I recently heard that cognitive dissonance occurs when you act in a way that’s at odds with your values. I’ve also heard that cognitive dissonance happens when, in order to function, you have to hold in your consciousness two totally different ideas or realities at the same time. Some of us experience this kind of thing when we’re kids, if we come from abusive places, where, out in the world or at school, we were met as giving or smart or creative, and at home we were met as stupid or selfish or bad. We had to hold both of these realities of ourselves at the same time — we had to somehow understand that different people could interact with us in completely different ways, opposing ways, even if we thought we assumed it seemed as though we were the same person (weren’t we?) when we moved from one situation to the next.
That experience of cognitive dissonance doesn’t lessen as I get older — when I come to understand that someone has a completely different understanding of a situation than I do, or when I come to understand that someone I thought knew me, saw me, actually sees someone very different — and I have to wonder if I am that person that they see, as well as the person I understand myself to be (who is, in this case, the opposite of, or at least quite different from, their vision — or at least, so I’d imagined).

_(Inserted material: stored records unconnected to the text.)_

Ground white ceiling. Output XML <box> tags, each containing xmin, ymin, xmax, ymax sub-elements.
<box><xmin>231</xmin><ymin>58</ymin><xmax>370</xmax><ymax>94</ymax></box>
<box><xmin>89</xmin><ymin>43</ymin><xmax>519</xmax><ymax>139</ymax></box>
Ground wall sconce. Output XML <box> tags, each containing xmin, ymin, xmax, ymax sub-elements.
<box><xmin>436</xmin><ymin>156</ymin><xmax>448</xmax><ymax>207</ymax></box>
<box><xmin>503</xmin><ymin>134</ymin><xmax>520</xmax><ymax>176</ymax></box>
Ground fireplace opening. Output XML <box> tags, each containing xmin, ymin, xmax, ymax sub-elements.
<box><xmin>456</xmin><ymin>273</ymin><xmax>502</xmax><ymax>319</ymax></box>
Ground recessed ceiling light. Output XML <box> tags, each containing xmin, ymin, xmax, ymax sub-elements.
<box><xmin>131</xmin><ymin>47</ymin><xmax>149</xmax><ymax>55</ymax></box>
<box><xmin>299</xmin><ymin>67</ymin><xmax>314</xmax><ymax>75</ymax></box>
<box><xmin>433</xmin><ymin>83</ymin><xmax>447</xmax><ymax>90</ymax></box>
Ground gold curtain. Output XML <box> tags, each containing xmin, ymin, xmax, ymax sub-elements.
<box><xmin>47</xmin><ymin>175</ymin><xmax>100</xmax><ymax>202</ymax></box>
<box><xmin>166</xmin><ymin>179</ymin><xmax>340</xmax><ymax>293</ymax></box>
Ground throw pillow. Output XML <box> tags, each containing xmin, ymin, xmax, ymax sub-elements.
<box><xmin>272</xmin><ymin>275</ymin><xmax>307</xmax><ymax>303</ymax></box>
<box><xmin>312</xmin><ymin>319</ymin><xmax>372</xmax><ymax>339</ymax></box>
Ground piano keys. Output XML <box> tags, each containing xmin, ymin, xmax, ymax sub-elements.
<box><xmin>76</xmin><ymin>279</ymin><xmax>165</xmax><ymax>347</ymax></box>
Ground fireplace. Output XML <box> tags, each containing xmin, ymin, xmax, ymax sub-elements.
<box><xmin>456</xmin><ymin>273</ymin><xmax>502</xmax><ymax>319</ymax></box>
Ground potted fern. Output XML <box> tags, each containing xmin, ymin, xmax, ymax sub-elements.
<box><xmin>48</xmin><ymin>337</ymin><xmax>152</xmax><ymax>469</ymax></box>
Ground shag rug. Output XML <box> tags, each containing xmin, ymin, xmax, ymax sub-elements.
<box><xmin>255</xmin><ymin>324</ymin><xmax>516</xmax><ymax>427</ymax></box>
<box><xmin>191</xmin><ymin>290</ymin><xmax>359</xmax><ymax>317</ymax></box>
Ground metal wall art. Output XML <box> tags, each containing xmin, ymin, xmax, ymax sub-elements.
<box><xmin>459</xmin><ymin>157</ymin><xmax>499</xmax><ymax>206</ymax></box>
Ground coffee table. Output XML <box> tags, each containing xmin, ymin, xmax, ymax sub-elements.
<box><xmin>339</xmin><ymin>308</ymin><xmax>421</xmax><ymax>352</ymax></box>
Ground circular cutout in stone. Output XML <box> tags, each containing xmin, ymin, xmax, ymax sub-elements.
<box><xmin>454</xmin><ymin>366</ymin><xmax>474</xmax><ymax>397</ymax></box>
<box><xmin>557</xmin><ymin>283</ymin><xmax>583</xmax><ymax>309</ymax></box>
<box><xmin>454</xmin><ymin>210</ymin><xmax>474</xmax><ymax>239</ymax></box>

It’s too heady, trying to explain this, too much in my head — the bodily experience is that I’ve been nauseous for a week. I wrote somewhere else that I wished others could throw up for me: maybe if I explained clearly enough the awfulness of the situation I was in when I was a kid, my listener could get sick and throw up and then we’d both be relieved. I’m not good at that sort of release. All I can do is let the stories go. So I’m swallowing the bile and drinking lots of peppermint and/or ginger tea, which helps a little.